Du glaubst ernsthaft, du könntest den zusätzlichen Stromverbrauch nach einer Aufrüstung auf 50W genau abschätzen und zu 100% ausschließen, dass dein aktuelles Netzteil (Kosten für Weiternutzung: 0,00€; Leistung-pro-Euro somit =unendlich) das schafft?



> NT neukauf Dimensionierung das 2-3 fache des aktuellen max Verbrauchs und man hat hofentlich für ne Weile Ruhe. Es geht je schliesslich um das "HERZ" eines jeden Rechenknechtes...
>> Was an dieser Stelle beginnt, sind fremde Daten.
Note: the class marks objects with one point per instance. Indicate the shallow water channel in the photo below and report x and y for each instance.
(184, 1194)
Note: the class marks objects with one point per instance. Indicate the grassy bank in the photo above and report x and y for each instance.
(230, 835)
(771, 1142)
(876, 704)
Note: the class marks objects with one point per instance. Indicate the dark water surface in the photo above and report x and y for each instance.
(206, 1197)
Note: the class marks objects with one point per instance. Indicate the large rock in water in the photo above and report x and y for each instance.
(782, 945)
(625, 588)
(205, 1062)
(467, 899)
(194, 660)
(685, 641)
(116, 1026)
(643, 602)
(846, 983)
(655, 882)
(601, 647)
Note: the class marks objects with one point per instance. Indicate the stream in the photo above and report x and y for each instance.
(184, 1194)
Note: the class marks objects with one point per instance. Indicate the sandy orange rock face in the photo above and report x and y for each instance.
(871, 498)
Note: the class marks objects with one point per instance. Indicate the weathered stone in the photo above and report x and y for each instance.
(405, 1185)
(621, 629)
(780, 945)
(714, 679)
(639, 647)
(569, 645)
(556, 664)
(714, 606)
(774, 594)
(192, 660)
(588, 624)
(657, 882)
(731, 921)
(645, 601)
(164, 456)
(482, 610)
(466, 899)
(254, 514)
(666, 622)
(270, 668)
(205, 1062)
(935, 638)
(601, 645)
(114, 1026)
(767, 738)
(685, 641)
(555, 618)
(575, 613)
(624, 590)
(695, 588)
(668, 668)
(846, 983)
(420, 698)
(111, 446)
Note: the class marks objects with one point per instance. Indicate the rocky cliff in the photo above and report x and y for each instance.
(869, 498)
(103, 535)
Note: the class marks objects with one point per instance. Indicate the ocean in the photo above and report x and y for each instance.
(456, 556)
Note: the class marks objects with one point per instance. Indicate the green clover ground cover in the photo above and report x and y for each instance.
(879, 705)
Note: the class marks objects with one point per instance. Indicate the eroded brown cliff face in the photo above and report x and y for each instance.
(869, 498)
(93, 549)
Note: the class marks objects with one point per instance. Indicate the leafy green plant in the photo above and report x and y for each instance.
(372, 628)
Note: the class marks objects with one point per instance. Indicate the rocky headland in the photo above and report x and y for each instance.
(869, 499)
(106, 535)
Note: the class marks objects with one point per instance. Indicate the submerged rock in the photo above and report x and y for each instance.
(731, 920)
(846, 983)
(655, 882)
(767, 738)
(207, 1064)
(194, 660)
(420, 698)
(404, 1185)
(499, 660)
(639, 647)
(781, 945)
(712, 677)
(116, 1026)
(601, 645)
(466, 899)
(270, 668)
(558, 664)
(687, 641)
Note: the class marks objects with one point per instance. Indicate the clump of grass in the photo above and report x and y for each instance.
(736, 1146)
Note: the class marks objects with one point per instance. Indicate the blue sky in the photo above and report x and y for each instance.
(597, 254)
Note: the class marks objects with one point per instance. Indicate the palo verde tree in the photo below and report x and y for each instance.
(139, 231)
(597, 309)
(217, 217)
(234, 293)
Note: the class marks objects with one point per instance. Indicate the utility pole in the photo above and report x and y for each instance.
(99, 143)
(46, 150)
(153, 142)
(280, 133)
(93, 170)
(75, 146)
So hab ich anno01 auch gedacht, als ich ein 430W Enermax gekauft habe. Zugegeben: Das läuft bis heute, aber das macht das 230W Noname, das beim Gehäuse dabei war, auch. Für moderne Systeme ist es aufgrund der schlechten Leistungsverteilung aber ungeeignet und ich habe seitdem zweimal ein neues Netzteil gekauft - nicht wegen der Leistung, sondern der Lautstärke.
Das aktuelle hat jetzt 450W...
Wer übertrieben kauft, zahl einfach nur extra.


----------



## Standeck (6. Oktober 2010)

PCGH_Marc schrieb:


> Platine, Kondensatoren, Filter usw. bewerten wir ja. Abrauchen kann jedoch immer etwas. Wir überlegen uns etwas.



Danke Marc. Wäre echt ne tolle Sache wenn ihr das irgendwie beurteilen könntet. Denn ich habe ehrlich gesagt keinen Bock alle zwei Jahre das Netzteil tauschen zu müssen. Mir ist ein langlebiges, leises Netzteil sehr wichtig. Es darf ruhig ein bischen mehr kosten wenn dafür die Qualität stimmt. 

Aber das gleich zwei Bequiet auf einmal den Geist aufgeben ist schon komisch. Das im HTPC mußte eigentlich nie viel leisten. Die meiste Zeit befindet sich der PC im Leerlauf, die Graka, eine HD2600XT, muß nie in den 3D Modus wechseln. Ich glaube einfach das ein paar Bauteile nicht von guter Qualität waren in dem Ding.


----------



## ruyven_macaran (6. Oktober 2010)

Be Quiet hatte im Laufe der Zeit mindestens zwei Baureihen mit sehr hohen Ausfallraten (wärend die vorrangegange und folgende Baureihe beide Male problemlos war)


----------



## exa (6. Oktober 2010)

John-800 schrieb:


> NT neukauf Dimensionierung das 2-3 fache des aktuellen max Verbrauchs und man hat hofentlich für ne Weile Ruhe. Es geht je schliesslich um das "HERZ" eines jeden Rechenknechtes...
> 
> PCGH wenn ihr mir da nicht grösstenteils zustimmt, dann weiss ich auch nicht.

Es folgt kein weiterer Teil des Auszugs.